The American electorate suffered an irrepairable loss of belief in their political system and in their politicans after Watergate. If John F. Kennedy’s Camelot was to be the realization of the Amerian hope; Watergate was the death spasm of that hope. Watergate disassociated the Americans from the believe that the government was for the good of the people and in the subsequent events after Watergate, the political experience of the American electorate was similar to that of Alice in the Wonderland deciding between Twiddle Dee and Twiddle Dum for their elected leaders.

Hence, it was the same sentiment which the Americans expressed about George Bush, Jr. and how they could “wish” him away. It was the end of the idealism and that idealism, literally died, not when John F. Kennedy was shot in Dallas in 1963, but when Robert F. Kennedy was shot after winning the California primary in 1968 and when for a brief shining moment, in the dark gloom of the Vietnam War, the dream for Camelot seemed possible and within reach once more.

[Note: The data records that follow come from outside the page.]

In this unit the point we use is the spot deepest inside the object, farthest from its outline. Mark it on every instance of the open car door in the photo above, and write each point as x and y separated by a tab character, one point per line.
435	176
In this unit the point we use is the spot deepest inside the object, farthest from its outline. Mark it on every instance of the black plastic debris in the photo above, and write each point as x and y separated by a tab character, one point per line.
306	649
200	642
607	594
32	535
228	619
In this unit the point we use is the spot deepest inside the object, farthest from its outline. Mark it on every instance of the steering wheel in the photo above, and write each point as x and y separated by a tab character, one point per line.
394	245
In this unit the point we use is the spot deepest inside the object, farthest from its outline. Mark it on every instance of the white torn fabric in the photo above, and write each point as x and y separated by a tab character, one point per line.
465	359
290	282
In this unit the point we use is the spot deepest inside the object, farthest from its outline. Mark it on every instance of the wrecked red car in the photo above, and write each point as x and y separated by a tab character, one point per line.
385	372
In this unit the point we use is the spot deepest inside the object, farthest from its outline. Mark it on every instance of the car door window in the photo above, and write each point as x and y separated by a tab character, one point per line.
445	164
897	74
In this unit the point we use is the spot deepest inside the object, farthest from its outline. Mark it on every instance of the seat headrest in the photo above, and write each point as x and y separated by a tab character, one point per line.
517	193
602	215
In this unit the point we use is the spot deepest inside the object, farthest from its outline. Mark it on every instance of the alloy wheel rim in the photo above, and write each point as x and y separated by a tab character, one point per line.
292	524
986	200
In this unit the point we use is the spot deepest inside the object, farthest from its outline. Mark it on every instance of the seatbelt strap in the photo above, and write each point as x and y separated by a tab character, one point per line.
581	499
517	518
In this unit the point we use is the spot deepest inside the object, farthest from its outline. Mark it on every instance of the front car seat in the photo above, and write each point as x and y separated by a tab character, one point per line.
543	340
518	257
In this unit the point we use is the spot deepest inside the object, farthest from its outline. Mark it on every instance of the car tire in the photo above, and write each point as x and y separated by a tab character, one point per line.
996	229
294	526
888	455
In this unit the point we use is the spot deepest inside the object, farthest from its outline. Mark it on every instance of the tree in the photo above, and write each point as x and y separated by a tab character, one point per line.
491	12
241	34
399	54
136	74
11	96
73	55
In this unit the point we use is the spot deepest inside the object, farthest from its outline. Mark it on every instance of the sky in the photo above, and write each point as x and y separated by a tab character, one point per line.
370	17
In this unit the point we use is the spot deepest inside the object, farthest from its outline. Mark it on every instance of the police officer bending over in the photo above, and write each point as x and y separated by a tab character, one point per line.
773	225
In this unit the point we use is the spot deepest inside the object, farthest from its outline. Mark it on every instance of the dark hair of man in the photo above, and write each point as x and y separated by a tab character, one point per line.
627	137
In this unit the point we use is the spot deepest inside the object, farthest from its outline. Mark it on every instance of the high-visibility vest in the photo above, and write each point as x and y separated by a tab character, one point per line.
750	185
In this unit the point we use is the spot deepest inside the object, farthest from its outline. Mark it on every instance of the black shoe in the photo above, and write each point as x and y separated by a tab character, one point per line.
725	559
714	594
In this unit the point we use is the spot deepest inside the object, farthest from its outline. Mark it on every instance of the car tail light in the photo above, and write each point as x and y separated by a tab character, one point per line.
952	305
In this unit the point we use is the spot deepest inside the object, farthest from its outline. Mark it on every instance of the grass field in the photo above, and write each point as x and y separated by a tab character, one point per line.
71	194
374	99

Remember the words Robert F. Kennedy said, when told of the death of Reverend Martin Luther King, Jr. He was campaigning in the Deep South and against advice, waded into a group of a silent crowd of African-Americans and told them the news and then said some words from an ancient Greek: let us go out and tame the savage nature of this world and make gentle the life of man.

Praying Obama and the Demcrats away is like praying for rain; it says more about our own innate loss of confidence in the political system than it actually bespeaks of a religious fervour.